Our previous analysis was limited to program impacts among one-parent families. In this report, we examine program impacts on two-parent families, as well as those on one-parent families. Only two measures of program impacts – earnings and the percentage of program group members receiving AFDC – were examined in our earlier research. In addition to utilizing the updated and expanded database to re-examine program impacts on earnings and AFDC receipt, the research presented in this report includes an analysis of additional measures of program effects including impacts on employment status and the amount of AFDC benefits received. The estimates of net program benefits, which were obtained from the cost-benefit analyses that were part of many (but not all) of the welfare-to-work evaluations listed in Table 1, are also examined. In addition, an analysis is conducted of the various measures of the effects of welfare-to-work programs on child well-being, which, as previously mentioned, have been added to the database.
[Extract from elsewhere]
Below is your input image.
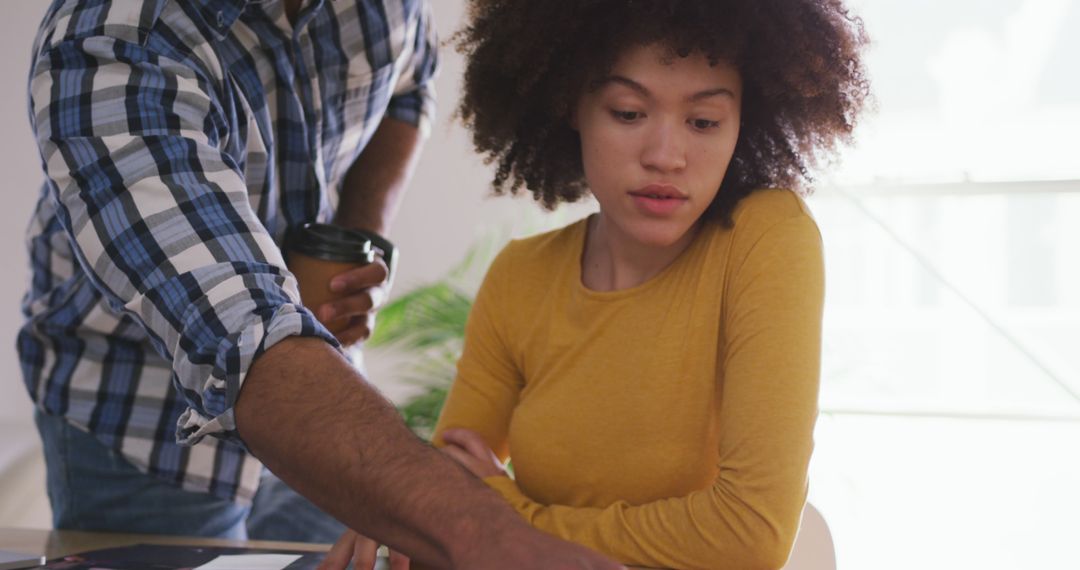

The database contains up to 20 calendar quarters of impact estimates for the evaluated programs (although fewer quarters of estimates were available from many evaluations). Using these estimates, we examine how the impacts of welfare-to-work programs vary over time. The additional data allow for a longer-term follow-up of impacts. As previously mentioned, we also explored this issue in our earlier research. However, the updated database contains substantial numbers of additional quarters of measured impacts, especially from the later calendar quarters, that were not previously available to us, permitting somewhat more precise estimates of how program effects change over time.
Current understanding of what constitutes a “successful” welfare-to-work program or a “failed” one is mainly based on simple comparisons of the impacts of selected welfare-to-work programs that rarely attempt to standardize for differences in participant or site characteristics that exist across programs. In this report, we attempt to identify especially successful and unsuccessful programs after controlling for the effects of measurable program features and target group and site characteristics. The objective of this analysis is to identify welfare-to-work programs that are highly successful or unsuccessful ceteris paribus . In other words, the goal is to distinguish programs that still record positive or negative impacts even after accounting for factors that might be expected to increase or decrease impacts, such as a program design, and advantageous or disadvantageous labor market conditions and target group characteristics. Once identified, one can speculate as to what accounts for the remaining over- or underperformance of these programs.
It has been recognized that welfare reform and welfare-to-work programs might affect different population subgroups differentially (Walters, 2001). Thus, a few studies have begun to explore the effects of, for example, different amounts of education or differences in ethnic origin on program impacts (Michalopoulos, et al., 2000 and Harknett, 2001). In this report, we add to this research by presenting comparisons of the separate impact estimates for sub-groups contained in the database.